La tua presenza scenica, vocale e fisica è forte. La tua scrittura, la tua metrica e la merca del tuo testo rispecchiano questa presenza? O no? La frase lasciatemi divertire è diventata tua, da tempo. La tua presenza è un gioco? Ma c’è gioco e gioco: in alcuni ci si diverte, da soli o in gruppo, in altri si gareggia. A nessuno piace perdere – comunque. Parla del tuo Gioco: quale, come, quando, contro (o per). E non dirmi che non vuoi vincere.


E chi lo dice a Palazzeschi?

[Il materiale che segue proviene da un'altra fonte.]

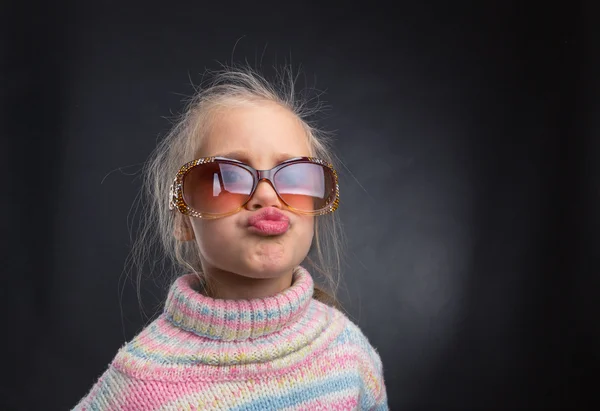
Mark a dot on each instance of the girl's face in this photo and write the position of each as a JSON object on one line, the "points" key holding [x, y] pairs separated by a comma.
{"points": [[261, 135]]}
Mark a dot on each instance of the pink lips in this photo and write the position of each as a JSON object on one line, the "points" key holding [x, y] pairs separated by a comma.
{"points": [[269, 221]]}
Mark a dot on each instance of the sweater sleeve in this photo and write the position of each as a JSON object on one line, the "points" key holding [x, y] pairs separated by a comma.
{"points": [[371, 369]]}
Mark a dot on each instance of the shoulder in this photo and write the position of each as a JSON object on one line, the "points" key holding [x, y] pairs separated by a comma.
{"points": [[353, 348], [353, 335], [353, 340]]}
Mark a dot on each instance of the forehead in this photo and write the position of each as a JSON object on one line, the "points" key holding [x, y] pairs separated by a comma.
{"points": [[261, 134]]}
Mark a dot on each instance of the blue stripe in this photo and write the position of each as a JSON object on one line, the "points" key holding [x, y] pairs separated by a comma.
{"points": [[319, 388]]}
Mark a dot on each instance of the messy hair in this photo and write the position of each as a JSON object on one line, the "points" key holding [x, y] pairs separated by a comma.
{"points": [[227, 87]]}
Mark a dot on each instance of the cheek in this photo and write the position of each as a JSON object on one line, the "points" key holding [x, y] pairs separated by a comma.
{"points": [[214, 237]]}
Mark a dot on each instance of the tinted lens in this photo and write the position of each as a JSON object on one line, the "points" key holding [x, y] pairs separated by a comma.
{"points": [[217, 187], [306, 186]]}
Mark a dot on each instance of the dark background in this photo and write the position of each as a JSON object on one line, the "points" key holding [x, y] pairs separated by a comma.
{"points": [[471, 131]]}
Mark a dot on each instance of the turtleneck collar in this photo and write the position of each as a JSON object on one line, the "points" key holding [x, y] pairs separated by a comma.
{"points": [[236, 320]]}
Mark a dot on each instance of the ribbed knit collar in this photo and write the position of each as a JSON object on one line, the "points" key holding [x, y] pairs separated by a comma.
{"points": [[198, 338], [236, 320]]}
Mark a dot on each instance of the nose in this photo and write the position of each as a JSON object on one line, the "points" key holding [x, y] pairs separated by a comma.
{"points": [[264, 196]]}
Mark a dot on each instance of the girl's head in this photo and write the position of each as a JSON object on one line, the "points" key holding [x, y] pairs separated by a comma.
{"points": [[240, 115]]}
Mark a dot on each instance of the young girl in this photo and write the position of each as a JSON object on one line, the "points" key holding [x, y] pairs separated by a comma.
{"points": [[243, 186]]}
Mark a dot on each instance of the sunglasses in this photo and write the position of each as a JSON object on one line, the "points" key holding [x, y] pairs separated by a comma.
{"points": [[213, 187]]}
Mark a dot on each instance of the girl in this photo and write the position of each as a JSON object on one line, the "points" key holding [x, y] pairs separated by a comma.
{"points": [[241, 187]]}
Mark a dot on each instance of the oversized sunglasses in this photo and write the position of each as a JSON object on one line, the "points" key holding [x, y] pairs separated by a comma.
{"points": [[213, 187]]}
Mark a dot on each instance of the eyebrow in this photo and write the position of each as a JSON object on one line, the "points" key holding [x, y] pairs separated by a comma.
{"points": [[244, 157]]}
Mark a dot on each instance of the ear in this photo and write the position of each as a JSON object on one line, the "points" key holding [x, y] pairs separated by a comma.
{"points": [[183, 230]]}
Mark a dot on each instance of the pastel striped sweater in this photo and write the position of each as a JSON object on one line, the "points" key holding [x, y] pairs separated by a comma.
{"points": [[285, 352]]}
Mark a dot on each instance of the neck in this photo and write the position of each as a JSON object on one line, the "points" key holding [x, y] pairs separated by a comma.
{"points": [[226, 285]]}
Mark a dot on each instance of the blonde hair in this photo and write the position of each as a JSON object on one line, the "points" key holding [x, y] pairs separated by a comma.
{"points": [[224, 88]]}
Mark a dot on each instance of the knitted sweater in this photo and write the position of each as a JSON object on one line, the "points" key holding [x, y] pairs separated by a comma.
{"points": [[287, 351]]}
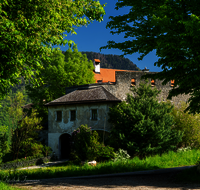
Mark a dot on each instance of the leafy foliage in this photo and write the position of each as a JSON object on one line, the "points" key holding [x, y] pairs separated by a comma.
{"points": [[4, 145], [29, 29], [87, 147], [189, 124], [172, 29], [67, 70], [142, 125]]}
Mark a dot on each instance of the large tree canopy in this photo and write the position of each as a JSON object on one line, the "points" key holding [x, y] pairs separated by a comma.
{"points": [[65, 70], [28, 29], [171, 27]]}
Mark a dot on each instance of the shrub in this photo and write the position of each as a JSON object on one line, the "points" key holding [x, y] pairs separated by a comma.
{"points": [[142, 125], [189, 124], [4, 145], [121, 155]]}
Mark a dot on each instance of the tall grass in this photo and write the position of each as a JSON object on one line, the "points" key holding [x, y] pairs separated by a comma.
{"points": [[169, 160]]}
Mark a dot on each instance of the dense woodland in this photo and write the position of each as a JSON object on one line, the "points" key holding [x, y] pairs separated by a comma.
{"points": [[107, 61]]}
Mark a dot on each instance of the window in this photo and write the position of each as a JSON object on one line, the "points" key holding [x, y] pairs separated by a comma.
{"points": [[59, 115], [172, 82], [152, 82], [73, 115], [94, 114], [133, 82]]}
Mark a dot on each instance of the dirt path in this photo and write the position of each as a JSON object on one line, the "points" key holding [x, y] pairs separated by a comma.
{"points": [[144, 182]]}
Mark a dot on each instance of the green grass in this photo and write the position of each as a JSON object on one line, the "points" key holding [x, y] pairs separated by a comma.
{"points": [[188, 176], [68, 169]]}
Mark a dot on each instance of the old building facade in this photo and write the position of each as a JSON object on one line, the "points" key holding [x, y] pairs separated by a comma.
{"points": [[89, 104]]}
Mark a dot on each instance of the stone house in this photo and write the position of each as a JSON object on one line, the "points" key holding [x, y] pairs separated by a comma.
{"points": [[89, 104]]}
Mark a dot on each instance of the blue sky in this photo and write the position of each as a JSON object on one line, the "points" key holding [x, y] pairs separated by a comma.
{"points": [[95, 35]]}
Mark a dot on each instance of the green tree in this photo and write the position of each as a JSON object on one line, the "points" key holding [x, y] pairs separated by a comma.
{"points": [[189, 124], [67, 70], [4, 143], [142, 125], [29, 29], [86, 145], [172, 29]]}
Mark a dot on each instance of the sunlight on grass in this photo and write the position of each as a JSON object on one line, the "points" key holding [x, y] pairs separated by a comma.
{"points": [[67, 169], [4, 186]]}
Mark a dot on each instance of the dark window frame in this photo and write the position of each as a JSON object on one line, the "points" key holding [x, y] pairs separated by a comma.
{"points": [[94, 114], [153, 83], [58, 116], [72, 115]]}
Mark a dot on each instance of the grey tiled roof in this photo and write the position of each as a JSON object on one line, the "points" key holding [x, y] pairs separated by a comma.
{"points": [[79, 96]]}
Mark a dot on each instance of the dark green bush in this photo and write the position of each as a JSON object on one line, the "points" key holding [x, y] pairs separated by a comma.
{"points": [[189, 124], [142, 125]]}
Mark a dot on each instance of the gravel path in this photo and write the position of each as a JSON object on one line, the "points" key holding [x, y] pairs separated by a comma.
{"points": [[141, 182]]}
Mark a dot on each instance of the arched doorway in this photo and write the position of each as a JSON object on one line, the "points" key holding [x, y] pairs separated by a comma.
{"points": [[65, 147]]}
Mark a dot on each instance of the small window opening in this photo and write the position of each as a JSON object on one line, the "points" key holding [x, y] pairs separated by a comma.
{"points": [[73, 115], [94, 114], [133, 82], [172, 82], [59, 115], [152, 82]]}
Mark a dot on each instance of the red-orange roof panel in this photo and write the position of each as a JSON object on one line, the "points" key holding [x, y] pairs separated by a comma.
{"points": [[107, 75], [97, 60]]}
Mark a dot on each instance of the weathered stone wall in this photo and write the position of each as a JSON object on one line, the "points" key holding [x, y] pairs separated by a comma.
{"points": [[83, 116], [123, 84], [43, 136], [83, 111]]}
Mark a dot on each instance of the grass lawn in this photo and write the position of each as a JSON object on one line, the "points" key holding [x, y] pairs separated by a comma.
{"points": [[4, 186], [69, 169]]}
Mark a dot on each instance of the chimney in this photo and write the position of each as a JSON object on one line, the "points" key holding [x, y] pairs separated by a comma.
{"points": [[97, 66], [145, 70]]}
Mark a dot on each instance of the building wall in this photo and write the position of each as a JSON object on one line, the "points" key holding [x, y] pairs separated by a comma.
{"points": [[119, 89], [83, 116]]}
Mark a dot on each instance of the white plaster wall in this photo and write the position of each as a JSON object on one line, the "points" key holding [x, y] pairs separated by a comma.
{"points": [[83, 116], [53, 142]]}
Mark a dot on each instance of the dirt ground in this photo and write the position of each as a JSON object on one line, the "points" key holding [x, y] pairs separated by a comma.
{"points": [[142, 182]]}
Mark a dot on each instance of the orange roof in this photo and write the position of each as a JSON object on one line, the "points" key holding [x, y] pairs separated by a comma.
{"points": [[97, 60], [107, 75]]}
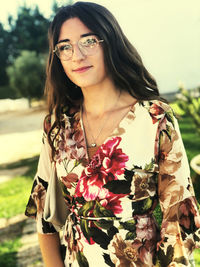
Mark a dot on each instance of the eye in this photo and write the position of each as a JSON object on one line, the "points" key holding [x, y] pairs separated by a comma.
{"points": [[89, 42], [64, 47]]}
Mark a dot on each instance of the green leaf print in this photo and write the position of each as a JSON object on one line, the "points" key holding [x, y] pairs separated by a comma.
{"points": [[100, 211], [130, 236], [119, 186], [170, 117], [80, 200], [85, 229], [182, 260], [147, 203], [100, 237], [108, 260], [128, 175], [83, 211], [149, 167], [104, 224], [82, 261], [165, 259], [142, 206], [128, 225]]}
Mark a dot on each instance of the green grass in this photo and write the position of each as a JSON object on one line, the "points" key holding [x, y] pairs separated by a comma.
{"points": [[8, 252], [14, 193], [190, 137], [197, 257]]}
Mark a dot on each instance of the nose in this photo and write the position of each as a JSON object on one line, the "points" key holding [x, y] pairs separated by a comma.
{"points": [[77, 54]]}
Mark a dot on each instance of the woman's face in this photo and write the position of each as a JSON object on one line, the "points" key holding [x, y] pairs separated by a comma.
{"points": [[82, 69]]}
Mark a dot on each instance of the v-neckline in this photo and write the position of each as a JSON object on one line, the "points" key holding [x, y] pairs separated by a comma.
{"points": [[112, 133]]}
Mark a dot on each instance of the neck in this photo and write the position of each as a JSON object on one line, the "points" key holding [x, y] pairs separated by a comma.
{"points": [[98, 100]]}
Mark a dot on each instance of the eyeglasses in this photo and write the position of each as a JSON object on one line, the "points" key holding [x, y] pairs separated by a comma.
{"points": [[88, 46]]}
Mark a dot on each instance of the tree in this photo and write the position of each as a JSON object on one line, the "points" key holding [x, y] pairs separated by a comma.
{"points": [[189, 102], [29, 31], [4, 52], [27, 75]]}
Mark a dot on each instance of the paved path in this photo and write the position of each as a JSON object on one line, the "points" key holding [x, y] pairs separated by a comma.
{"points": [[20, 134]]}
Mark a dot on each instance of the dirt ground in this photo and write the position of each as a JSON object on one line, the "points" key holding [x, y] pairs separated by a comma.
{"points": [[20, 137]]}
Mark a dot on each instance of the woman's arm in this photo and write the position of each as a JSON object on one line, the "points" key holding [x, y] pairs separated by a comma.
{"points": [[50, 248]]}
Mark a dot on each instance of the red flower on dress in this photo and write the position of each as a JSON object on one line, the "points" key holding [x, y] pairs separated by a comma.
{"points": [[70, 143], [107, 163]]}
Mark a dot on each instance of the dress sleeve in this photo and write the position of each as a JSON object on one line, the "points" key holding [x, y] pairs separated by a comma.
{"points": [[36, 202], [180, 229]]}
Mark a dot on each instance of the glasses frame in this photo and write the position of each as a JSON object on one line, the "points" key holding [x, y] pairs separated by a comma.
{"points": [[56, 51]]}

Lasciatemi divertire è un prestito che posso permettermi proprio perché – il mio gioco è considerato un gioco. Al di là delle considerazioni linguistiche [“to play”, “jouer”,… e delle relative valenze semantiche] – io mi diverto: non mi prendono sul serio. Con gli occhi aperti, gli occhi ancor di latte – per Pascoli e per me: fari sul vero, sempre contro il “così è. Perché sì, perché funziona così”. E nessuno lo ammette: tutti giocano. Solo: io sono estranea a certi ludi da lupanare – siano di potere e/o sessuali. Io mi prendo la libertà. Io mi prendo gioco. Ho scritto: con la vittoria nulla, il niente a perdere. Io trionfo – sempre. E sai perché? Io non ho giudici di gara in questo mondo. La Dama – è un gioco del fato.




domande di Massimo Sannelli, risposte di Chiara Daino

[Genova, novembre 2007, con ironia e in attesa – come si dice ancora – di «tempi migliori»: Italia mia, benché il parlar sia indarno – o forse no, M.S.]